A dificuldade de comunicação nos hospitais não é exclusiva dos brasileiros. Um aplicativo criado na época da crise da Síria para ajudar refugiados tem sido usado em Nova York para que pacientes infectados consigam ser tratados. O Tarjimly conecta voluntários dispostos a fazer uma tradução simultânea aos pacientes.
Andrea Eboli, também coordenadora do Grupo Mulheres do Brasil NY, se inscreveu como voluntária no aplicativo, que já tem 20 mil cadastrados ao redor do mundo. “Sabemos que a questão do imigrante não saber a língua local é um problema grande”, afirma Andrea.
Na semana passada, seu telefone tocou duas vezes. Na primeira, uma brasileira precisava fazer o cadastro de entrada no hospital, mas não entendia a ficha. Andrea conseguiu ajudar com uma ligação por vídeo. Na segunda, um paciente que falava espanhol tentava dizer ao médico o que estava sentindo e pediu ajuda por mensagem de texto. “É bem simples, bem rápido. Tenho certeza que ajudei pessoas. É uma revolução para o atendimento do imigrante.”
Michelly Carvalho, é de Vila Velha (ES) e mudou-se para os EUA aos 18 anos para trabalhar e fazer faculdade. Formada em ciências biológicas e estudante de enfermagem, ela faz parte do grupo coordenado pela portuguesa Nicole para atender brasileiros. Segundo Michelly, o passo inicial foi passar aos brasileiros as informações locais.
“Muitas pessoas na nossa comunidade não falam inglês e acabavam pegando as informações do Brasil. Queríamos ter a certeza de que todos aqui recebiam todas as informações passadas nos EUA, que são diferentes. Quando o governador dá alguma ordem executiva, por exemplo, traduzimos e postamos no Instagram”, afirma.
Renato mora em Newark há três anos. Carpinteiro, ele começou a se sentir mal quando suspeitou estar contaminado pelo coronavírus e procurou o pastor da igreja que frequenta para pedir ajuda. “Eu não falo bem o inglês e acho que nada substitui Deus. Ninguém melhor do que meu pastor para me orientar”, disse. Foi o pastor que colocou Renato em contato com o grupo de Nicole, que chamou uma ambulância para levá-lo ao hospital.

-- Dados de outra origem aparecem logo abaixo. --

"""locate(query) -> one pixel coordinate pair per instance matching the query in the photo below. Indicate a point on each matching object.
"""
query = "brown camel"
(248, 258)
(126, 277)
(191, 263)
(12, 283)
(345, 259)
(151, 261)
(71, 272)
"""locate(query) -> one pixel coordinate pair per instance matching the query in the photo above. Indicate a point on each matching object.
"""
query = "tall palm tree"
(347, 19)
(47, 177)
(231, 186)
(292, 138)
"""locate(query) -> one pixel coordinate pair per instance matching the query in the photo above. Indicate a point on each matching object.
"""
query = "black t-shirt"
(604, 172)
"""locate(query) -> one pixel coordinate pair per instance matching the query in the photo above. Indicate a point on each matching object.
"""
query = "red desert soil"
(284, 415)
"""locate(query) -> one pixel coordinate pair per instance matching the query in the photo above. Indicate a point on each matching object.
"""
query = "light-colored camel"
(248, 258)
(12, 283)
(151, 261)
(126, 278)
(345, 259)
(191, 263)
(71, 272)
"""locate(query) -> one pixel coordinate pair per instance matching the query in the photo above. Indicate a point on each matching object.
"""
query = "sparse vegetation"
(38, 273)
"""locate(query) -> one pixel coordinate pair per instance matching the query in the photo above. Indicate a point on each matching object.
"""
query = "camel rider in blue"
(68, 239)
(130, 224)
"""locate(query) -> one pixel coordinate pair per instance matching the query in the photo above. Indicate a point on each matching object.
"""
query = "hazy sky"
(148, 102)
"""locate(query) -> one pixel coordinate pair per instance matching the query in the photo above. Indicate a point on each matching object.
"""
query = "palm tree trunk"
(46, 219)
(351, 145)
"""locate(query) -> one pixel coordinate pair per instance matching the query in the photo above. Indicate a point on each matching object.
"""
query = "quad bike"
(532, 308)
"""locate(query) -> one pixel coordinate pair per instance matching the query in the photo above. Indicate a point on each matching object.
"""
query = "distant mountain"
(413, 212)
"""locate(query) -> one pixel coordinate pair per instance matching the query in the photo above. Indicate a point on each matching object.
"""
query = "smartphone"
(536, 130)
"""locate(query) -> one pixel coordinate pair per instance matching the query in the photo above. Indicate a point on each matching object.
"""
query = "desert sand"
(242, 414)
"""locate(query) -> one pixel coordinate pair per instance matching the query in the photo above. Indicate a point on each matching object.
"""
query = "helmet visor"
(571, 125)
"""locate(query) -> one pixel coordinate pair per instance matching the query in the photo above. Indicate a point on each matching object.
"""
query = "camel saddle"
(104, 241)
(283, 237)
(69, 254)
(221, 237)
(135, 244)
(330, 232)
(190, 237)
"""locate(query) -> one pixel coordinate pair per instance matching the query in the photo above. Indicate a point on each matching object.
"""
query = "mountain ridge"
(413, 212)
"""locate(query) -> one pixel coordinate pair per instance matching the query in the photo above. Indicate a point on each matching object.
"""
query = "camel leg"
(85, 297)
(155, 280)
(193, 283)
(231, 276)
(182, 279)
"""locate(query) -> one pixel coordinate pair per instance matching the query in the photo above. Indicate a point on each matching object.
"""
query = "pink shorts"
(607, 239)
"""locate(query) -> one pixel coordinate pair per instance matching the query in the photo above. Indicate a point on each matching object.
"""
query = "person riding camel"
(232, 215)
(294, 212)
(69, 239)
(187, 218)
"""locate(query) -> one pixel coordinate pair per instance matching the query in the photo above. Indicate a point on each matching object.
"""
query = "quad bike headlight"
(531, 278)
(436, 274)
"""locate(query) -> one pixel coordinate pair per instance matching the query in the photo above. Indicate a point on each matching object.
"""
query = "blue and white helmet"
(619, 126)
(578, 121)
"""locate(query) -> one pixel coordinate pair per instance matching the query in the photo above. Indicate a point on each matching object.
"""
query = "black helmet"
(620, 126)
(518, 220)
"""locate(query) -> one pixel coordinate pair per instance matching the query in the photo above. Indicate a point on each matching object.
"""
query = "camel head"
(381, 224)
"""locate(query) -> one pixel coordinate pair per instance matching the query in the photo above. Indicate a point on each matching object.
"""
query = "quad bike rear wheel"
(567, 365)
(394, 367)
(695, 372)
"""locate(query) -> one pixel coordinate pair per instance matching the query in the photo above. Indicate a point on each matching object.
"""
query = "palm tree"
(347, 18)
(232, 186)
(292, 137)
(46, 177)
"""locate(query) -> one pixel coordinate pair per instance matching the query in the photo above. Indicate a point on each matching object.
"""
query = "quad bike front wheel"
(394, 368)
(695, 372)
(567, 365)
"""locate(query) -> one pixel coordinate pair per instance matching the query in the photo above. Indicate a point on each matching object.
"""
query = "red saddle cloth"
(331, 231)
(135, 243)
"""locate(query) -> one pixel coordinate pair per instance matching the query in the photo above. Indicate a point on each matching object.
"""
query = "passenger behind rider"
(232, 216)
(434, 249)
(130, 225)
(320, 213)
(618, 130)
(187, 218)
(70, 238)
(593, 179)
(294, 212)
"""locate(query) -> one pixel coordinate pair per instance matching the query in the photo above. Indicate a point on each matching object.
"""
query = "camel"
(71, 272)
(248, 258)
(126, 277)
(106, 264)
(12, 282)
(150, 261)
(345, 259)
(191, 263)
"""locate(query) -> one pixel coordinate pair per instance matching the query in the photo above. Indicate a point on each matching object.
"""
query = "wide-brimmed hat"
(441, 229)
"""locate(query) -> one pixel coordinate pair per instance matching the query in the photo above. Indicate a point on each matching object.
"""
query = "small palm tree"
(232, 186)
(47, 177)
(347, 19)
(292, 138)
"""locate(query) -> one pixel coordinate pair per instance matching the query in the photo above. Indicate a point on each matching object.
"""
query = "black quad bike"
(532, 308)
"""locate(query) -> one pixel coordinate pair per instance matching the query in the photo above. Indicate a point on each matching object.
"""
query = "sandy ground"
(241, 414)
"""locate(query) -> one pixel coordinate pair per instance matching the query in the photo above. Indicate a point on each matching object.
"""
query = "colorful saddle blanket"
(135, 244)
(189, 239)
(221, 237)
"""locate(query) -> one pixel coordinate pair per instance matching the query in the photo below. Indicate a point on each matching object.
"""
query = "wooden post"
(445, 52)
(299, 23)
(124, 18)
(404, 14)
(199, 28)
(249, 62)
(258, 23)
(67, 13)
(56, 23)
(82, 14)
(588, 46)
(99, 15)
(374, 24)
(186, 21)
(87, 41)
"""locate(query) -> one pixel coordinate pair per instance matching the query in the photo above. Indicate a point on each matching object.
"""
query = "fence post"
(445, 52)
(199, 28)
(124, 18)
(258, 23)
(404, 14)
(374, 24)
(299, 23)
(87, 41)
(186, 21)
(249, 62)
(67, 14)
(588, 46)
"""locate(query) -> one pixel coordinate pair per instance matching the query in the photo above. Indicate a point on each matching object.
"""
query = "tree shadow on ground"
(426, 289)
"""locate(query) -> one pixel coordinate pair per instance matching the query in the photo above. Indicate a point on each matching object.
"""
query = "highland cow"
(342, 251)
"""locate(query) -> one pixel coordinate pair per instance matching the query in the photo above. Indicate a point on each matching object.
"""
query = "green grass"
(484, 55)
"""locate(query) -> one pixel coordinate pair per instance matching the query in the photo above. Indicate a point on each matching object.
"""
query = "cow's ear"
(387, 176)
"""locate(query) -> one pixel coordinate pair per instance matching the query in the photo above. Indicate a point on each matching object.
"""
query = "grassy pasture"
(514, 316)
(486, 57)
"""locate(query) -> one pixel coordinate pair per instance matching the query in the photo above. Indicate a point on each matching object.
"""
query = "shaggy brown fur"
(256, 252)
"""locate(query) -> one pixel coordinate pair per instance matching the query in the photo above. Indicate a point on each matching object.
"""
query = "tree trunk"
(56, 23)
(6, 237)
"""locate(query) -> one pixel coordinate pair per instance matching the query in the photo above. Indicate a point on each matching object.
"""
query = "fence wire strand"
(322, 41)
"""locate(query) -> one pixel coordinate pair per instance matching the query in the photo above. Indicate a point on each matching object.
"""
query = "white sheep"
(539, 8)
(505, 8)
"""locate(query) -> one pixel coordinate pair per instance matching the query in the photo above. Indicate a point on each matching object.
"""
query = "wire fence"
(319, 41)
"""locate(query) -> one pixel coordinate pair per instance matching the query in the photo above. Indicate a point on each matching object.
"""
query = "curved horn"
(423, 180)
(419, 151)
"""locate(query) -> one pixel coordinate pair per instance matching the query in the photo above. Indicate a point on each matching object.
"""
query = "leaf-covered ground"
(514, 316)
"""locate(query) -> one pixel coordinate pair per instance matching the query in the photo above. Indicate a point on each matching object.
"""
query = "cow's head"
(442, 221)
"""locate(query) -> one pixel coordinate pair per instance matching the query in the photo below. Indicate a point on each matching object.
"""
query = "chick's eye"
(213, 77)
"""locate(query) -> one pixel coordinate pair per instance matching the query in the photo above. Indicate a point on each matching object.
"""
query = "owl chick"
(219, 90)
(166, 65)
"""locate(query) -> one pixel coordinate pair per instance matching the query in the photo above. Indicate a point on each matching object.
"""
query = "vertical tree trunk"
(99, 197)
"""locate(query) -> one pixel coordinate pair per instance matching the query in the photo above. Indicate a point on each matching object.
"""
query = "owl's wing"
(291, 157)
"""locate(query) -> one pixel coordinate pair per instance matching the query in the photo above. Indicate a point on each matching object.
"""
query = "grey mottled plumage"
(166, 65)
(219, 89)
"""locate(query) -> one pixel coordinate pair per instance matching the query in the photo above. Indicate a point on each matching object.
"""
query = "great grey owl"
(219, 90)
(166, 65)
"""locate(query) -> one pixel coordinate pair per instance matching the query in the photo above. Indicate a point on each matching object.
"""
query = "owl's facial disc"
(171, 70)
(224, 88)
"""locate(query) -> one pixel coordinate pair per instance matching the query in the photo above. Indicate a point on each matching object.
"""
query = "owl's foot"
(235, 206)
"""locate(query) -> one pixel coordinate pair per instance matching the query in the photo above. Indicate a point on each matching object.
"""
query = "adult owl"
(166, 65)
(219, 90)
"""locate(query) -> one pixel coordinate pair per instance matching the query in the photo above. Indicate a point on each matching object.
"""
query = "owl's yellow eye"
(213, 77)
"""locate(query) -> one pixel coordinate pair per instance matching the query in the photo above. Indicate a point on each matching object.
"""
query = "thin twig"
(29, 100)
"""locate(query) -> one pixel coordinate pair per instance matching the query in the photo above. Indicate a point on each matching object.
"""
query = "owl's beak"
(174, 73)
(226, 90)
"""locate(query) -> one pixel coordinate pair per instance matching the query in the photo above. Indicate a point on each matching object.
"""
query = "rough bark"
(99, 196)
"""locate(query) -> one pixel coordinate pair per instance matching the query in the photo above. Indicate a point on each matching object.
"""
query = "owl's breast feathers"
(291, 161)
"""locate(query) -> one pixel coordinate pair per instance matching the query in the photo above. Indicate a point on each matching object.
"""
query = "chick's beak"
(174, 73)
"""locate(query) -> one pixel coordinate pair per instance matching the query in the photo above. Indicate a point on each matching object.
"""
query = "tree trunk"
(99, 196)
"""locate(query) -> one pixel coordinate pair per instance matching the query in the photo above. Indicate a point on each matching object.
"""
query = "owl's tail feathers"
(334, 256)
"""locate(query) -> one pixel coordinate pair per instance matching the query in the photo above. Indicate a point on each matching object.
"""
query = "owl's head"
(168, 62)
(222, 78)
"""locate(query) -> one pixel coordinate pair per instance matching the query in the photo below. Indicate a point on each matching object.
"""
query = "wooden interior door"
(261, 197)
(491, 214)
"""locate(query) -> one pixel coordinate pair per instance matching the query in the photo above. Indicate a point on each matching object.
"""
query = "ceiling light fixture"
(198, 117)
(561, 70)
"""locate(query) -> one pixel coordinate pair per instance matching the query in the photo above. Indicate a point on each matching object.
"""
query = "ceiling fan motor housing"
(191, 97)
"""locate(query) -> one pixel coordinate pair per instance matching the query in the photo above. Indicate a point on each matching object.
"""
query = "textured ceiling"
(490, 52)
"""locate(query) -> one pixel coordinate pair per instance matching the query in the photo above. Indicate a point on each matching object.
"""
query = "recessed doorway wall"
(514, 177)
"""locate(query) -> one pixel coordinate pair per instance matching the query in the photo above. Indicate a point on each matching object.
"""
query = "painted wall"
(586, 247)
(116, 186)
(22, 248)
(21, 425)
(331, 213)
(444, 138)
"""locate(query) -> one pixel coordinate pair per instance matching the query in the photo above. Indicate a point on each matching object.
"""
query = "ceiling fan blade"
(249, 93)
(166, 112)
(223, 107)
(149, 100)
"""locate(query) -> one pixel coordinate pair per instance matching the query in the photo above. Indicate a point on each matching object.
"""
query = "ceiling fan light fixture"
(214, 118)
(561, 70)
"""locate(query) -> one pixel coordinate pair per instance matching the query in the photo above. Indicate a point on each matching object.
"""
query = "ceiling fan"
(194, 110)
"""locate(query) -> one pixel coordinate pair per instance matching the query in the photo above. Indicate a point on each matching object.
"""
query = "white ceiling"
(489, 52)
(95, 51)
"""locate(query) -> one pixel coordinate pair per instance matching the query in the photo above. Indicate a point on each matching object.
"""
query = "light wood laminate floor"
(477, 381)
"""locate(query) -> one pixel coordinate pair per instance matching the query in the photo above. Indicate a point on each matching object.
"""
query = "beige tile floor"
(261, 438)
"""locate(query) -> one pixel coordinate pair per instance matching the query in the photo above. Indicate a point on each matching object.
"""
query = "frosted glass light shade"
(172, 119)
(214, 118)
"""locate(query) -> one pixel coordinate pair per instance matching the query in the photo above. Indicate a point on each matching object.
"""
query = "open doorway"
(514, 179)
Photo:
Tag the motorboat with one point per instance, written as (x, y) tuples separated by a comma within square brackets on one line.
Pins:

Agora, ele espera a fatura do atendimento. “Eu ainda nem olhei a caixinha dos correios. Acho que a conta já está lá. Médico aqui é muito caro. É diferente do Brasil. No Brasil, você fica doente e o SUS te atende. Aqui, se você for para um hospital, pode esperar que conta chega.”
Curado da covid-19, Renato acha que pode voltar à oficina de carpintaria nesta semana, apesar de os governos de New Jersey e Nova York não darem sinais de que a quarentena acabe nos próximos dias. Há 25 dias sem trabalhar, ele diz que está sobrevivendo graças a uma reserva financeira, que está prestes a acabar.
Hoje, Renato se apega ao fato de o governo de New Jersey ter incluído no pacote emergencial uma lei que impede o despejo de quem não paga aluguel. “Aqui, a lei funciona”, diz o brasileiro, que está há três anos nos EUA.
A fragilidade dos imigrantes ilegais diante do Estado, no entanto, faz com que organizações de apoio temam que, na prática, os que estão no país de forma irregular sofram ameaças de despejo – mesmo ao arrepio da legislação. “Muitas vezes, o locador usa do fato de o imigrante não ter documento para coagi-lo. Ele tem tanto medo de ser denunciado que não se apoia na lei”, afirma Alejandra Merklen, do grupo Mulheres do Brasil NY. As informações são do jornal O Estado de S. Paulo.